Отчим привалился к ней теплым крепким боком, как лошадь, как корова, и таким повеяло от него животным, живым теплом, что Лялька заревела, пуская сопли и объясняя сквозь них, сквозь икоту, что не хочет умирать, что боится, и отчим горячими шершавыми пальцами собирал слёзы с ее прыгающих губ и всё бормотал, что ничего страшного, ничего страшного, доченька, да, умрешь, тут уж ничего не поделаешь, врать не стану, все помрем, так уж жизнь устроена, но ты еще очень, очень не скоро, через много-много лет.

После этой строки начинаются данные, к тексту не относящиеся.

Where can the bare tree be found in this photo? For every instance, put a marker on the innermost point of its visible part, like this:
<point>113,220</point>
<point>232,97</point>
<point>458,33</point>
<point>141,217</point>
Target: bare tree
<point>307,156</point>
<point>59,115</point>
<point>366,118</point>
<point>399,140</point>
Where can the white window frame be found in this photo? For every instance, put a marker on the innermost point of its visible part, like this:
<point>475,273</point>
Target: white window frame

И только когда найдешь свое место.
Лялька поставила себе простую и очень ясную цель: собрать миллион долларов, найти свое место и дожить там жизнь, спокойно и ничего не боясь. Проще всего было с миллионом: покажите мне кого-нибудь, кто живет в пределах Садового кольца и у кого этого самого миллиона нет. Разве что бомжи да пенсионеры, но Лялька была не бомж: молодая, крепкая, тощая, она печатала деньги со скоростью банкомата и совершенно ни на что не тратила – только на спортклуб, да и то чтобы поддерживать себя в подходящей форме. Она готовилась к долгой и счастливой старости, как к зимовке на Северном полюсе, или полету в космос – старательно, спокойно, ни на что не отвлекаясь. Единственным отступлением от плана стала покупка двушки на Пятницкой: дороговато, конечно, но зато отличная инвестиция. Если с миллионом не выгорит, квартиру можно будет сдавать и на это жить. Отчим согласно покивал головой из своего прекрасного далека, мать проорала что-то громкое и напыщенное – Лялька с ней не общалась и втайне надеялась, что мать обнищала вконец, мыкается где-нибудь, обшаривает мусорные баки, как тысячи московских стариков. Только мать, в отличие от них, была по-настоящему виновата. Хотела всё развалить – вот и получай!
Лялька не пила, не курила, питалась почти исключительно суши и не имела никаких даже самых гигиенических романов. Она жила пустой и совершенно стерильной жизнью, в которой существовало только будущее. Пока в один прекрасный день не почувствовала на беговой дорожке, как прыгнуло за грудиной сердце, никогда прежде не видимое и не слышимое. Прыгнуло, повисело в безвоздушном пространстве и снова пошло, набирая ход, тогда как сама Лялька, наоборот, ход замедлила, плавно перебирая ослабевшими враз ногами и вытирая со лба совсем не спортивный – липкий и мерзкий пот. Дорожка остановилась, и Лялька пошла, всё еще покачиваясь, по мягко плывущему миру в раздевалку.